In step S713, analysis and processing unit 203 reduces the degree of association (reducing the weight of the degree of association between check result and family's medical history) between check result and corresponding family medical history.On the other hand, in step S714, analysis and processing unit 203 increases the degree of association (improving the weight of the degree of association between check result and family's medical history) between check result and corresponding family medical history.Such as, if the diagnosis of age of diabetes is 50 as family's medical history and patient age is 48, then the degree of association between analysis and processing unit 203 augmented family medical history and diabetes.In addition, if the diagnosis of age of anaphylactia is 80 as family's medical history and patient age is 48, then analysis and processing unit 203 reduces the degree of association between family's medical history and anaphylactia.
In step S715, analysis and processing unit 203 determines whether to complete family's medical history and comparing between check result for all patients blood relation in the third level.If not yet complete family's medical history and comparing (in step S715 "No") between check result for all patients blood relation in the third level, then analysis and processing unit 203 repeats the process from step S712.On the other hand, compare (in step S715 "Yes") if completed for all patients blood relation in the third level, then process proceeds to step S716.
In step S716, based on the degree of association of weighting in step S712 to S715, analysis and processing unit 203 sorts to family's medical history according to the descending of association, and by the history information registration of final family in memory.In step S716, analysis and processing unit 203 carries out the sequence similar with step S708.Analysis and processing unit 203 can separately or a collective sort.When a collective sorts, analysis and processing unit 203 sorts to family's medical history by utilizing first degree of association calculated in step S701 to S707 and second degree of association calculated in step S710 to S715.First degree of association and second degree of association can be sued for peace merely or weighting.Such as, for the disease that may depend on the age, such as breast cancer, the weight for second degree of association can be caught to be greater than the weight for first degree of association.On the contrary, for unlikely age-dependent disease, the weight for first degree of association can be caught to be greater than the weight for second degree of association.
Figure 10 is the process flow diagram of the process in exemplary steps S304.
In step S1301, analysis result generation unit 204 obtains the association of patient family medical history as the analysis result in step S303.More specifically, analysis result generation unit 204 obtains the degree of association of family's medical history.The medical information that analysis result generation unit 204 also obtains the patient blood relation obtained in step s 601 and the calibration-based hearing loss evaluation obtained in step S301.

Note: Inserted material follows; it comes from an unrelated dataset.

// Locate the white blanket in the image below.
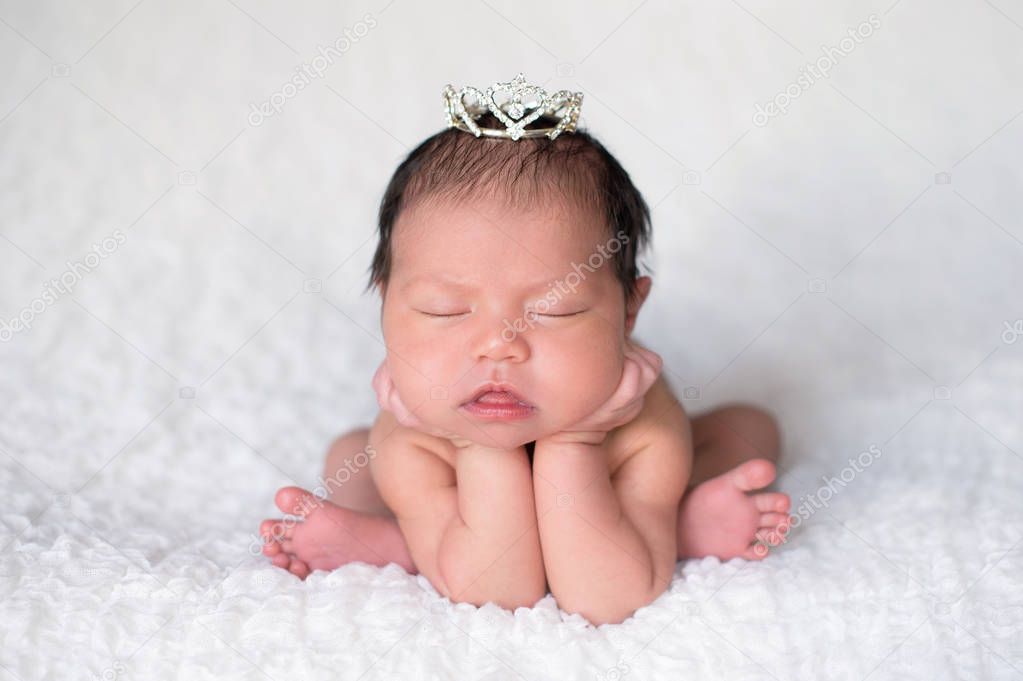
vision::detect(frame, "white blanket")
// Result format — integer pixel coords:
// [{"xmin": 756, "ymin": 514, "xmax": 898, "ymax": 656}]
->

In step S1302, the medical information of the such as patient family medical history obtained in step S1301 is applied to prompting form by analysis result generation unit 204.When medical information is applied to prompting form by analysis result generation unit 204, analysis result generation unit 204 carries out certain process, such as, its change wherein reflection have the order of the family's medical history registered in step S708 and S716, about the prompting order of the information of family's medical history, an or part for the personal information of hiding patient blood relation.As the example more specifically of the process of the part for hiding personal information, when pointing out the information of the patient grandfather 404 shown in Fig. 6, directly do not provide the description of grandfather but the blood relation provided in secondary.The personal information of patient blood relation can be protected by this way.But, do not need the process of a part of carrying out for hiding personal information.In addition, analysis result generation unit 204 can determine whether the process of the name that will carry out for hiding patient blood relation according to disease name.

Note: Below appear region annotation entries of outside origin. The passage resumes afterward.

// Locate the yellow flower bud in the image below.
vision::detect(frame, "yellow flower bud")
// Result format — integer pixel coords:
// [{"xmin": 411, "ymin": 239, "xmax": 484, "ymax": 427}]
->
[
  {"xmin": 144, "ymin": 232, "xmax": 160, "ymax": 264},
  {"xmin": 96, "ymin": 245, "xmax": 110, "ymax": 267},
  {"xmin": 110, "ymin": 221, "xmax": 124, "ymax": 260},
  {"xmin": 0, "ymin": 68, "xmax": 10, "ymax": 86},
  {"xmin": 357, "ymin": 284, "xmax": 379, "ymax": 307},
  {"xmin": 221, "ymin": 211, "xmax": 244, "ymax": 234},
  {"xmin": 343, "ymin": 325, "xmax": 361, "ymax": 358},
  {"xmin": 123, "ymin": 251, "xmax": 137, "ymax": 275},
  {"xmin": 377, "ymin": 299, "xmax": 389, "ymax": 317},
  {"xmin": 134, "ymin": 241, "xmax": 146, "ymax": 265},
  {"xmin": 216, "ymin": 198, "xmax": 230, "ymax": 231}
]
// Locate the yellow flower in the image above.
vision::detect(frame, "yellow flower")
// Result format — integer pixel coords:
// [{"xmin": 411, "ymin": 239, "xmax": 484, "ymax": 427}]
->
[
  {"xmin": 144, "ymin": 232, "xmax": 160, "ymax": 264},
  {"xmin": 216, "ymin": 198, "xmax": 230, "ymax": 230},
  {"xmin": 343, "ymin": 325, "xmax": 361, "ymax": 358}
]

In step S1303, analysis result generation unit 204 obtains the supporting documentation of the medical information for the such as patient family medical history obtained in step S1301.Such as, when diabetes are included in the medical information of such as patient family medical history, analysis result generation unit 204 obtains the document relevant to diabetes.Analysis result generation unit 204 can obtain document from other devices that can communicate to connect via network 100.Process can proceed to step S1304 from step S1302 and not perform step S1303.
In step S1304, analysis result generation unit 204 or the control module 107 having received instruction from analysis result generation unit 204 are presented at the prompting form that step S1302 medical information is applied to and the document obtained in step S1303, as analysis result at display unit 110.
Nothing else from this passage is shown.